With deer season approaching, or already starting, 
what parts of the deer should I ask my deer hunting friends to save for me? I am not a hunter. The only way I ever took shots at wildlife was with a camera.


----------



## Jax08 (Feb 13, 2009)

all of it!


----------



## Amaruq (Aug 29, 2001)

> Originally Posted By: Jax08all of it!


What she said. The only issue with deer is if they might have CWD then you might want to avoid brain and spinal cord. Some say it is not transmittable (if that is a word) to dogs but I would rather be safe than sorry. 

Make sure you set them up with plastic baggies to bring all the goodies out when they clean them! (liver, kidneys, spleen, heart.......)


----------



## Powell (Oct 13, 2006)

Jolene turned her nose up at the raw deer meat. She sniffed the piece, took it gently and spit it out. 


I think she wanted me to cook it for her...











Powell


----------



## Jax08 (Feb 13, 2009)

Jax turns her nose up at it too but I figured out she just likes a little topping on her food so I coat venison, beef heart and beef tongue with yogurt.

Now I was browning stew meat the other day and dropped two pieces that Sierra and Baron scarfed right up.


----------



## aubie (Dec 22, 2008)

We received about 10lbs of ground deer meat from my parents, it had been in the freezer for a while and had some burn on it, so we give it to the pups. Duncan eats, well Dunc eats anything. Anna at first wasn't sure, but if I mix yogurt with it she loves it.
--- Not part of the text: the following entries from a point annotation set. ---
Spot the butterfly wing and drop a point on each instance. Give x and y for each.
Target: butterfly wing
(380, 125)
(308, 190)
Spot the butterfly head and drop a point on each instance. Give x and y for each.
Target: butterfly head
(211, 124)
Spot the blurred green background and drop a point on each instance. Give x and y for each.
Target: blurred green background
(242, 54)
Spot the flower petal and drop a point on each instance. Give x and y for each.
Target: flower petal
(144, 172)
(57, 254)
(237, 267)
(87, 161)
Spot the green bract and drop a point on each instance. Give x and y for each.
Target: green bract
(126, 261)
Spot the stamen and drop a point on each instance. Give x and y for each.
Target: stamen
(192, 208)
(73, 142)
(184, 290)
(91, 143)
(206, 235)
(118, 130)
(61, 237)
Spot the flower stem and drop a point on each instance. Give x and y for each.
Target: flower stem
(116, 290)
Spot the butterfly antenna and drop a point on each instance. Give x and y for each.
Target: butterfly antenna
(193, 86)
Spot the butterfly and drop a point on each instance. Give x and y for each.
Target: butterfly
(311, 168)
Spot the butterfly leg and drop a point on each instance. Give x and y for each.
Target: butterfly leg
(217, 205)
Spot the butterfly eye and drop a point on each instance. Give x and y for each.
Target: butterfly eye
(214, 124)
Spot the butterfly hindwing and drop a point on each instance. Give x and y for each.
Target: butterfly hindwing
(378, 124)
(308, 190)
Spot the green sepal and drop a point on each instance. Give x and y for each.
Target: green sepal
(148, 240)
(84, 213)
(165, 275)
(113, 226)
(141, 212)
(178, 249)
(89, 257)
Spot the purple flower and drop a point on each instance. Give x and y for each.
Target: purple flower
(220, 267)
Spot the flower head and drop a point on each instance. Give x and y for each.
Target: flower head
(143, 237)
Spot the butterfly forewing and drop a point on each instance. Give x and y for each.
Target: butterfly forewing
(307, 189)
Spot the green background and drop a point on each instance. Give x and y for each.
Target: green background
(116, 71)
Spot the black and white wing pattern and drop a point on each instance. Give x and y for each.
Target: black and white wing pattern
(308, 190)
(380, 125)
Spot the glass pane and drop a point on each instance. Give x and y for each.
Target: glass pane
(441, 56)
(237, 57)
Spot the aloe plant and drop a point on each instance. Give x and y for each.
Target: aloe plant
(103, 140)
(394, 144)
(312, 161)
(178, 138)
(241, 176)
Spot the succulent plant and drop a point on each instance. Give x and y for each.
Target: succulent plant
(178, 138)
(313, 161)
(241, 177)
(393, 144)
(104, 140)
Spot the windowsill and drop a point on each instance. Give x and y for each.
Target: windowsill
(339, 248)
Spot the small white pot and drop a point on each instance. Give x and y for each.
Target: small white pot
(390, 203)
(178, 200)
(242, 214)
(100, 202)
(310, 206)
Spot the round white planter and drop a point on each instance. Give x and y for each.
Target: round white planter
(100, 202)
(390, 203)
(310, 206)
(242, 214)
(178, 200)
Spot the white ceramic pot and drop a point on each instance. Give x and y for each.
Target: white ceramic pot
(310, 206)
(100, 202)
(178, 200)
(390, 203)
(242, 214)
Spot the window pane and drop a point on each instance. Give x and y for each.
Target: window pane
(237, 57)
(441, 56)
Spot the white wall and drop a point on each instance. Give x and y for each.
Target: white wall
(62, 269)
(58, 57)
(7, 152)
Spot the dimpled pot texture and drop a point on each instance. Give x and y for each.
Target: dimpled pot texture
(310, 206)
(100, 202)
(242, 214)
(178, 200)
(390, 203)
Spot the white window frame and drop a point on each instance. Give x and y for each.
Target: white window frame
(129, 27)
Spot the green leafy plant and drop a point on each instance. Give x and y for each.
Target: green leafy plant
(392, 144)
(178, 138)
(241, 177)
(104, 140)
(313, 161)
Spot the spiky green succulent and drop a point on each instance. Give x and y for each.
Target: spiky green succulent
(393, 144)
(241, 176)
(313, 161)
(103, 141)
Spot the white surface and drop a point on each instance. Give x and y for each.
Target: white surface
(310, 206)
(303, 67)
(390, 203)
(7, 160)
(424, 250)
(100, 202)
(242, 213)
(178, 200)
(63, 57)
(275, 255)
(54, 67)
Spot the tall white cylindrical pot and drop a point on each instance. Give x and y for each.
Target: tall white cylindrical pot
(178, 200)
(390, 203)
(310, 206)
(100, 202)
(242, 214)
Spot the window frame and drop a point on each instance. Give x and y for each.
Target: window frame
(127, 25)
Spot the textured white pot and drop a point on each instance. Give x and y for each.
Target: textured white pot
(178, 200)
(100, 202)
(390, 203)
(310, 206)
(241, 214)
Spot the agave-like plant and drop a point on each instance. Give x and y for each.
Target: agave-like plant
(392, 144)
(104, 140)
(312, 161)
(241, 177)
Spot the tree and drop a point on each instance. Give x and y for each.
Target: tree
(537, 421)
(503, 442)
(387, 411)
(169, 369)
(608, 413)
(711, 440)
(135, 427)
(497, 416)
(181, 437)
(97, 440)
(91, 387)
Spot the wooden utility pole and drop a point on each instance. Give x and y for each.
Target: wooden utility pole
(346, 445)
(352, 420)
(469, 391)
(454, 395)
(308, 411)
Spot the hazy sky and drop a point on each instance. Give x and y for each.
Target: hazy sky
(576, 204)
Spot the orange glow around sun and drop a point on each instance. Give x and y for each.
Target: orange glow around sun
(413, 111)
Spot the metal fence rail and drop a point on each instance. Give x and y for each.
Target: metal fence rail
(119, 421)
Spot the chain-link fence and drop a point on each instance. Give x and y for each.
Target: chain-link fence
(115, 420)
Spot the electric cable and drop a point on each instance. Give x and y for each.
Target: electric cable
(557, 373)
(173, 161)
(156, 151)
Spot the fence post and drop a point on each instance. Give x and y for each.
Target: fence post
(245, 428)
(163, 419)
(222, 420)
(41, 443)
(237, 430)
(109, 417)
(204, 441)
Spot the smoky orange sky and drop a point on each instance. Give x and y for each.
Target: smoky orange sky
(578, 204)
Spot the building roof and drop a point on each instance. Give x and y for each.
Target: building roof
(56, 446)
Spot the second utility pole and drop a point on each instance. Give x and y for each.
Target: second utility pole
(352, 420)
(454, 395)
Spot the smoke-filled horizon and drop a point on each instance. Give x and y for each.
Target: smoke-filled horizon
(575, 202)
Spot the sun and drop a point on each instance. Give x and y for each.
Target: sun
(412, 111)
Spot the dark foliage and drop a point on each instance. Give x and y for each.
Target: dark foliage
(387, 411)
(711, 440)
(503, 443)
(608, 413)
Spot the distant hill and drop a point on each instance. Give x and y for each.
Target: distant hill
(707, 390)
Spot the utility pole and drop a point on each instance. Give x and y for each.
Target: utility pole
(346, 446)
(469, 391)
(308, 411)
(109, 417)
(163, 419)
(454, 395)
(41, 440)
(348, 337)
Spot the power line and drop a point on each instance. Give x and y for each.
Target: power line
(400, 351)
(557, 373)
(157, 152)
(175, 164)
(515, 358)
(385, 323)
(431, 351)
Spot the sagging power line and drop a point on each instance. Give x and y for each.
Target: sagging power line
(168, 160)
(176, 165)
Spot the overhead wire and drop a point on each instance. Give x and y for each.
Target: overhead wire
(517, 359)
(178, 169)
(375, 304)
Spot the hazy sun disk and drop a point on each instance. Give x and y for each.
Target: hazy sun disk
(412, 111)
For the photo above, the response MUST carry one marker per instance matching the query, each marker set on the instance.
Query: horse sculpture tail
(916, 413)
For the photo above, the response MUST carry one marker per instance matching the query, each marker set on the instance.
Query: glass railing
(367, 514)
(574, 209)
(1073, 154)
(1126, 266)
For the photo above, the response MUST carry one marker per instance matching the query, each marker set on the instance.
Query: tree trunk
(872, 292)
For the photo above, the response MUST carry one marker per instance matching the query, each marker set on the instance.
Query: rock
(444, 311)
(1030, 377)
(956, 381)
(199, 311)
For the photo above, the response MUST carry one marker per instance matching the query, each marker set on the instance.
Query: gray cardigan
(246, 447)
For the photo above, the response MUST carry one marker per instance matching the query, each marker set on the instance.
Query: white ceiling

Hopefully during hunting season I can get some kidney, heart, etc.


----------



## DnP (Jul 10, 2008)

Don't forget the bones. When my dad acutally got deer, each of the dogs were given a leg. My dad hasn't gotten a deer in years. Now, my parents' neighbor will cut up the legs, freeze them and bring them over when I'm down visiting. Last year, he ended up getting a buck w/ a busted antler (not mountable) and was generous enough to cut the antlers up and gave them to us.


----------



## AbbyK9 (Oct 11, 2005)

Our landlord has been providing us with heart and liver from his hunting trips. Abby and both my cats adore the "sweet meats", but Ronja doesn't quite understand that raw meat is food. *shakes head*


----------



## Barb E (Jun 6, 2004)

You can't, you must send it allllllllllllllllll to Oregon for Dante









I like Amaruq wouldn't feed brain/spine/etc


----------